NAGOYA – Kisenosato’s hopes of promotion to yokozuna were dealt a crushing blow on Thursday after the ozeki suffered a shock second defeat at the Nagoya Grand Sumo Tournament.
The Naruto stable star was in all sorts of trouble right from the start at Aichi Prefectural Gymnasium as he lost his way at the “tachi-ai” charge against third-ranked maegashira Chiyotairyu.
Chiyotairyu (4-1) gained momentum to send Kisenosato reeling with a barrage of neck thrusts and then found an opening to spin the ozeki around and march him out from behind.
Kisenosato was deemed worthy of a promotion run after finishing 13-2 in May, but he will likely need to win all of his remaining bouts here to stand any chance of becoming the first Japanese-born yokozuna to take to the ring since Takanohana retired in January 2003.
In other bouts in the upper ranks, Hakuho powered to his fifth win to retain his share of the lead with the ozeki duo of Kotoshogiku and Kotooshu, and Brazilian rank-and-filer Kaisei.
Hakuho, who has won the last two tournaments with perfect 15-0 marks, collected his 35th consecutive win in style, getting his arm around second-ranked Gagamaru’s neck and flooring him with a trademark sukuinage beltless arm throw.
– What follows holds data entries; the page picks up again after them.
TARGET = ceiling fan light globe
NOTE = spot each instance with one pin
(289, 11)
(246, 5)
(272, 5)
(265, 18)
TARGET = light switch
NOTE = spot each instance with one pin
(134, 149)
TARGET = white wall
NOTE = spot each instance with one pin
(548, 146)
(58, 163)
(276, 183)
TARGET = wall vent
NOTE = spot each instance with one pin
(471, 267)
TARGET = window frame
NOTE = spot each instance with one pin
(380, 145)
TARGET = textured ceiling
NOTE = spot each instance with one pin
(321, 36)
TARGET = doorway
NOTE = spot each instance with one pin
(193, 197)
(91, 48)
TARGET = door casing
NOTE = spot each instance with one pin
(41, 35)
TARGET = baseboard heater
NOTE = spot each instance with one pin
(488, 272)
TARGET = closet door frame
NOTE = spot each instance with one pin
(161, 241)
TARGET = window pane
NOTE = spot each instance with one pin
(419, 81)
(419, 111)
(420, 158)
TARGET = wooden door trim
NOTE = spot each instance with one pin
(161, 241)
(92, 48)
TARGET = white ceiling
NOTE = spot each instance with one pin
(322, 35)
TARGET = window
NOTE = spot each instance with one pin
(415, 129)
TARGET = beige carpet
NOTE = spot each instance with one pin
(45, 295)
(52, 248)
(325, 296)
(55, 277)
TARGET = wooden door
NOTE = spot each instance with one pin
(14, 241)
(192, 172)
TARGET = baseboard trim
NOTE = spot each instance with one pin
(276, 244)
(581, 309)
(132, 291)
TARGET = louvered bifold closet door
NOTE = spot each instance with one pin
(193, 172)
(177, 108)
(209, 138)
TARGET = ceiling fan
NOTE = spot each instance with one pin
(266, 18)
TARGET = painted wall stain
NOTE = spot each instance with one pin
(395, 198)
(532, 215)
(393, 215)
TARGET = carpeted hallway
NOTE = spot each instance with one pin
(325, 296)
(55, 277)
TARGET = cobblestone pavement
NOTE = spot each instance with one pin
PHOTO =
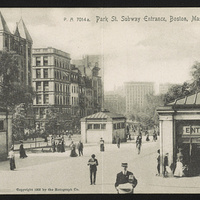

Fellow yokozuna Harumafuji also won with ease against komusubi Tokitenku and was in a tie for second at 4-1.
Kotooshu, who has been at sumo’s second highest rank the longest of the active ozeki, stayed among the early pacesetters with a convincing win.
The Bulgarian timed his “uwatenage” overarm throw to perfection to send sekiwake Myogiryu (2-3) head over heels and out of the dohyo.
Kotoshogiku was equally clinical in his bout with Takekaze, the ozeki surging forward to send the No. 1 maegashira out for a textbook yorikiri win.
But Mongolian ozeki Kakuryu dropped two wins off the lead after ringside judges decided after watching a replay that he had hit the dirt just before top-ranked maegashira Takayasu (3-2) stepped out over the straw ridge.
It was Takayasu’s second major scalp of the tournament, having beaten Harumafuji on Tuesday.
In the lower ranks, Chinese No. 15 maegashira Sokokurai improved to 2-3 after muscling out veteran former sekiwake Wakanosato.
Sokokurai was fired due to accusations of bout rigging in 2011 but reinstated in April this year after a court ruled his dismissal invalid.